20. In that view of the matter, it is clear that prima-facie specific relief or damages in view thereof cannot be granted. Even if the Plaintiffs were to lead all the evidence in support of their case that there was a binding, subsisting and enforceable oral contract, there is a very strong probability that the Plaintiffs would fail in the suit. There is, therefore, a case for relieving Defendant No.1 from lis pendens. The question now is on what terms should such relief be granted. It may be noted, at the outset, in this behalf that, the court has come to the conclusion that prima facie specific performance cannot be granted in this case, not on the ground that the contract made out by the Plaintiffs is not capable of being specifically enforced, but that prima-facie there is no valid agreement between the parties. Consequently, the amount of Rs.1 Crore said to be a payment made in the course of negotiations between the parties has already been refunded by Defendant No.1 and Plaintiffs have accepted such refund.
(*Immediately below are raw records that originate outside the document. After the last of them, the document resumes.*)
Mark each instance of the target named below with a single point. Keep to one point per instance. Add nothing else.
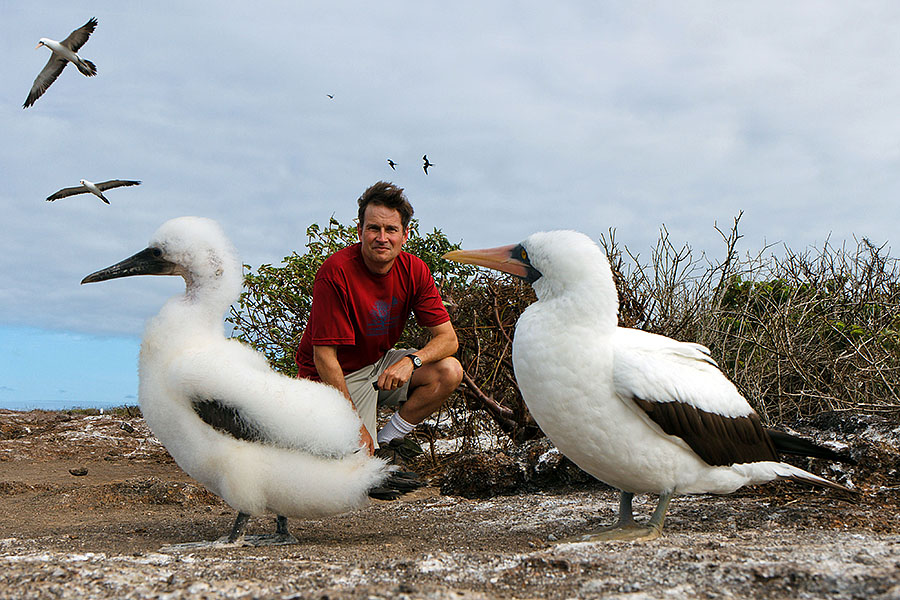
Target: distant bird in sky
(61, 54)
(88, 187)
(262, 441)
(641, 412)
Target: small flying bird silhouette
(61, 54)
(88, 187)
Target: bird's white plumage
(579, 372)
(61, 54)
(308, 464)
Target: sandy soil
(109, 533)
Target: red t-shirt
(364, 313)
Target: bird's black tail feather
(786, 443)
(396, 485)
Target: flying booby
(261, 441)
(88, 187)
(61, 54)
(641, 412)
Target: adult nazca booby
(89, 187)
(641, 412)
(61, 54)
(261, 441)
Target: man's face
(382, 236)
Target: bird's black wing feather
(79, 37)
(718, 440)
(786, 443)
(114, 183)
(226, 419)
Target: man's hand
(396, 375)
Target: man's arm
(443, 343)
(329, 369)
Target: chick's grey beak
(145, 262)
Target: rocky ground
(93, 507)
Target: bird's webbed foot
(626, 529)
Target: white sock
(397, 427)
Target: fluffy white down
(310, 465)
(578, 371)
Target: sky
(567, 115)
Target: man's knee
(450, 372)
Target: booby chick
(262, 441)
(89, 187)
(61, 54)
(641, 412)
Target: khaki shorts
(366, 398)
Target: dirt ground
(91, 507)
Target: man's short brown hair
(389, 195)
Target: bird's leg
(237, 530)
(625, 528)
(626, 517)
(282, 535)
(659, 515)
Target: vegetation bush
(798, 333)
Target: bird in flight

At the highest the Plaintiffs have a claim for payment of interest on this amount between the dates of payment and refund. Defendant No.1 has offered to deposit a sum of Rs.8,00,000/- which represents interest at the rate of 12 % p.a. on the amount of Rs.1 Crore paid by the Plaintiffs to Defendant No.1 on 22 May 2006 and refunded by the latter on 29 January 2007. The deposit of this amount of Rs. 8,00,000/- should take care of the Plaintiffs' claim towards interest, if any, on the amount of Rs.1 Crore paid by the Plaintiffs to Defendant No.1.
21. In the light of foregoing observations, the following order is passed.
(a) On Defendant No.1 making payment of Rs.8,00,000/- (Rs. Eight Lacs) in Court within a period of six weeks from today, Defendant No.1 shall be entitled to deal with suit property, as it may deem fit, without the same being subject to the operation of lis pendens under Section 52 of the Transfer of Property Act, 1882;
(b) The amount deposited by Defendant No.1 shall be invested for a period of one year in a fixed deposit of a Nationalized Bank renewable thereafter for successive periods of one year;
(c) On the application of the Plaintiffs, the operation of this order is stayed for a period of four weeks from today.
(d) On the joint request of the parties, the hearing of the suit is expedited.
(e) Notice of Motion is disposed of accordingly.
(f) There shall be no order as to costs.